You'd think that in a country with such distance challenging us, all manner of organisations would be taking advantage of recording and broadcasting by way of podcast.  But I don't get the sense that Australian organisations have really taken it up.

As an aside, a friend who lives much closer to the locus of power and attention (ie the lower east coast of Australia) was apparently laughed at by staff at a national institution for suggesting that a lecture should/could be recorded and proffered to the public over the internet.

For all our apparent technological means we still have centralised small town thinking at the heart of many of our supposedly great centres of art and learning.

Which is why I applaud the work of the crew behind Melbourne Speaks Poetry - the committee and volunteers of  Melbourne Spoken Word.

Melbourne Speaks Poetry is produced to investigate and showcase the Melbourne Spoken Word community, its history and current events.  It is important for a number of reasons; it celebrates a facet of poetry that is vibrant and alive, it records and celebrates the history of a community, it is one of a literal handful of Australian poetry podcasts that have picked up the slack in the disgusting absence of any interest from our major so called cultural institutions.

But for me, its greatest importance is that it reaches out beyond the boundaries of the City of Melbourne, beyond the state.  It brings the voices of my country women and men to my ears.
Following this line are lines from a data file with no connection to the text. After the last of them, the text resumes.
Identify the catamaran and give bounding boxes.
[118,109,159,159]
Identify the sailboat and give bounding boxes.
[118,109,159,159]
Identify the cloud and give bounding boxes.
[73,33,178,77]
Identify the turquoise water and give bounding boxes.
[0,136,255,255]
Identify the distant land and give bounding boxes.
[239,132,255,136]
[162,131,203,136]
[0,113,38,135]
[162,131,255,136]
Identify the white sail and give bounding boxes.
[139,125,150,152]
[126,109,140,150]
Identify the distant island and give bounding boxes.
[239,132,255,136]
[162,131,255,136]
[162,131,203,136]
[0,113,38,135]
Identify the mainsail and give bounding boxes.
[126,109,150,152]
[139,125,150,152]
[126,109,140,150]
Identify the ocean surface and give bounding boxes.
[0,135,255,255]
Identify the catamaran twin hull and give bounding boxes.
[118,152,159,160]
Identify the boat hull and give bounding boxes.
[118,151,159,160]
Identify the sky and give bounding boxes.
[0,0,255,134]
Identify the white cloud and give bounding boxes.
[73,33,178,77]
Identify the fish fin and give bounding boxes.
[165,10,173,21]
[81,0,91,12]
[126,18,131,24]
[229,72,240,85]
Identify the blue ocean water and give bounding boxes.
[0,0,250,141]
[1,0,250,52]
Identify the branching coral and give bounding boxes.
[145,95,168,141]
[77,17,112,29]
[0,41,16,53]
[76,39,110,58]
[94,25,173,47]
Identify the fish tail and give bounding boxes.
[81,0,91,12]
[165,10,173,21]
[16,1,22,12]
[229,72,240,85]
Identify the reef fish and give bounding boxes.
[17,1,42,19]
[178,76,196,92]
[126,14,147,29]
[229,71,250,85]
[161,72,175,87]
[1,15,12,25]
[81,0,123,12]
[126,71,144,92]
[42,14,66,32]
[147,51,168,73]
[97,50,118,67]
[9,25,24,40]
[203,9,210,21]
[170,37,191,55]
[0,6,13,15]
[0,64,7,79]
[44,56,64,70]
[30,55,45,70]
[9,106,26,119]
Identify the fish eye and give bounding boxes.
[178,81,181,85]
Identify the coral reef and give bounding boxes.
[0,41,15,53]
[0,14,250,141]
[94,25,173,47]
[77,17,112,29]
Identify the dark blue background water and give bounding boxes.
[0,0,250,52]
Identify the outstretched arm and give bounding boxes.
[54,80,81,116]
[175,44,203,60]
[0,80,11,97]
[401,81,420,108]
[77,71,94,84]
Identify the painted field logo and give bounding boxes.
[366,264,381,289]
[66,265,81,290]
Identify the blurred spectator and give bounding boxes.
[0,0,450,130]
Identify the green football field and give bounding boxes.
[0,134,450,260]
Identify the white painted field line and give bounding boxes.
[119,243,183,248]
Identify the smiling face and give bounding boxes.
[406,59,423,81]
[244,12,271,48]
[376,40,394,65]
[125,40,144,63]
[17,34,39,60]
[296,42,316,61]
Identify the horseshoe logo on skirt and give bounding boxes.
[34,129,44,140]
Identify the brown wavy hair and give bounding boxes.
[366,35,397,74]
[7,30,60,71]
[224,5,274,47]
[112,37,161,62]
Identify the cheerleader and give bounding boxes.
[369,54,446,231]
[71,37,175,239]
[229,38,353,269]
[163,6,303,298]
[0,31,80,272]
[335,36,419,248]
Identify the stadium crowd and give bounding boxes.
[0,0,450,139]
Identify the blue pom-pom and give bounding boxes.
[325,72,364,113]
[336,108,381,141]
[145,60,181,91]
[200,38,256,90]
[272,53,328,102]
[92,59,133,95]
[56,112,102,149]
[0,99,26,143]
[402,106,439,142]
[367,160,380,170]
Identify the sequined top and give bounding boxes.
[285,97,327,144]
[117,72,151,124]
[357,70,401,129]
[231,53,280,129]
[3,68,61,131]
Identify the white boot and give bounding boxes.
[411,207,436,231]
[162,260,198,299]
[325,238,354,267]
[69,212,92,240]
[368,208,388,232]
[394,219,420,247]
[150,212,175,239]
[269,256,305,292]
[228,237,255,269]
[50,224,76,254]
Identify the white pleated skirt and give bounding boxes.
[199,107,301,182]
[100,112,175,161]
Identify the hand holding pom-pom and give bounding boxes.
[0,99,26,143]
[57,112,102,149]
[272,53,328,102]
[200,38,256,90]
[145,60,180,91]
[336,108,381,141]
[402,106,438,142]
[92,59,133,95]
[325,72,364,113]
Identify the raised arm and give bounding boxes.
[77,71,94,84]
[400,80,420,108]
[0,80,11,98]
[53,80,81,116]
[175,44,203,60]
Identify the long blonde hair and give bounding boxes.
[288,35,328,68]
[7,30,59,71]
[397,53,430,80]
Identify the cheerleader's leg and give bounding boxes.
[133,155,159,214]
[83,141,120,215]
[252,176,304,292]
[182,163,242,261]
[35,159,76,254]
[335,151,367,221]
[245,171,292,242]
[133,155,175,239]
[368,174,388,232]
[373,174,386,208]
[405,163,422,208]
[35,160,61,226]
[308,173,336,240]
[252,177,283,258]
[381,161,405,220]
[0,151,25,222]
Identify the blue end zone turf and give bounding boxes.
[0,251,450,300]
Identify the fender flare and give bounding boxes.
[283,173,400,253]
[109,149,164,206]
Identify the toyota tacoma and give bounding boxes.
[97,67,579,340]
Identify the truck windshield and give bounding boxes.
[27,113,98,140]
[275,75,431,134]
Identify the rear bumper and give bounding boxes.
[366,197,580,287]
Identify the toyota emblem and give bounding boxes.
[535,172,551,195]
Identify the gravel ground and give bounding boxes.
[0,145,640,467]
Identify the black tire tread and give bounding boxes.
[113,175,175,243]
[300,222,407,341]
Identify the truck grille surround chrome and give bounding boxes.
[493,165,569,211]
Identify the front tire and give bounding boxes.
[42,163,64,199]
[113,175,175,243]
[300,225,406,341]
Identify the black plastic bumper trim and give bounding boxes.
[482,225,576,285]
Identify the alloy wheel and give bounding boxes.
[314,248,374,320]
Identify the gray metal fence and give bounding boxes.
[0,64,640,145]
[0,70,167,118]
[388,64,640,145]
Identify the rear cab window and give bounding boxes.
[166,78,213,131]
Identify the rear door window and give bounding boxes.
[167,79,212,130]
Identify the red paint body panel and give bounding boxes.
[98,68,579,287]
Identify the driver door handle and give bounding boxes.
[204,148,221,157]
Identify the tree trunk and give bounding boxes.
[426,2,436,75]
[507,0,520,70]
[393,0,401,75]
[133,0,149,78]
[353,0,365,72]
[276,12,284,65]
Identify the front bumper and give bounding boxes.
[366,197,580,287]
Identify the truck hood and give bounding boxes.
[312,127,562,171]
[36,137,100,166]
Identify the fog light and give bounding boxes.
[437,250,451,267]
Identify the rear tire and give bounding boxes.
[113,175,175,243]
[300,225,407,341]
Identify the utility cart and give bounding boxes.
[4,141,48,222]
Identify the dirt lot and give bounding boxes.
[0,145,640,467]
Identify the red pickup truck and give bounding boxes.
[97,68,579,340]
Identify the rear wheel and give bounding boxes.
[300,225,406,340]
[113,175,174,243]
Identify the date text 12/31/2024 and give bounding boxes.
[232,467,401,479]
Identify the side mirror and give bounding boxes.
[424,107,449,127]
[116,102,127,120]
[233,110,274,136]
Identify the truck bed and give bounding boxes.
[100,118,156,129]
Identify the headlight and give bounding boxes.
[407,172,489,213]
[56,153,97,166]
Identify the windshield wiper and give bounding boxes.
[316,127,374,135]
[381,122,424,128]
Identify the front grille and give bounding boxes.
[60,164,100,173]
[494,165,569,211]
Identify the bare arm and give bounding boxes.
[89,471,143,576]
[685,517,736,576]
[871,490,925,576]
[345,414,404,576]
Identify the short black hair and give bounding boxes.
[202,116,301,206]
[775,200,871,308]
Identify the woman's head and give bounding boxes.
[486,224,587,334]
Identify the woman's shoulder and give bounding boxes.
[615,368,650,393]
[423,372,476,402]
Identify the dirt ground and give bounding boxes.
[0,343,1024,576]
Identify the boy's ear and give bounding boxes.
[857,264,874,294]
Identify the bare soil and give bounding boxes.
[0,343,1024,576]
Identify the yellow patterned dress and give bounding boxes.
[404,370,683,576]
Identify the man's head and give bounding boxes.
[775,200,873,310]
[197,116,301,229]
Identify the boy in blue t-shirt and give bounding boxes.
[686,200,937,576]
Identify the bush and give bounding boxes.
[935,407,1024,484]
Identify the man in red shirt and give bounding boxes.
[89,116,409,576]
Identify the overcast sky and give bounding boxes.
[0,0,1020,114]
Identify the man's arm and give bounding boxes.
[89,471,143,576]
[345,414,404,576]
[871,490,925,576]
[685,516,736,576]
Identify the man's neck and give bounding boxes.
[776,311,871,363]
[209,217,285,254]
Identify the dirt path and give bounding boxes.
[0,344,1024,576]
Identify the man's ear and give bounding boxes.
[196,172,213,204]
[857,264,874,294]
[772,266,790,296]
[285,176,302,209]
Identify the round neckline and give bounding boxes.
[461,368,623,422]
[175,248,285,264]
To be honest I think I'd know more English and Scots poets, I'd be more familiar with their poetry than many contemporary Australian poets and that's down to long running poetry podcasts, most of which, incidentally are partially funded by government.

What I particularly enjoyed about Episode 00 was the diversity in voices and gender, the welcoming approach that the speakers had toward poetry in general, the accepting definition of what Spoken Word could be.

What heartened me is the growing tendency for communities to foster and grow new poets.  If there's anything that I think leashes the power of poetry, it's restricting its study and its practice to the university educated and trained.

Don't get me wrong, I'm university educated (though not in poetry) but a sure way to kill off the vibrancy of an art form is to put a price tag on its development as a form of personal expression that far exceeds the poet's ability to pay off.

I have no time for flame wars or breaking communities down into Slammers and Page Poets, we are all f*cking poets, and I want to hear the whole gamut. So thank you Melbourne Speaks Poetry, bring on Episode 1.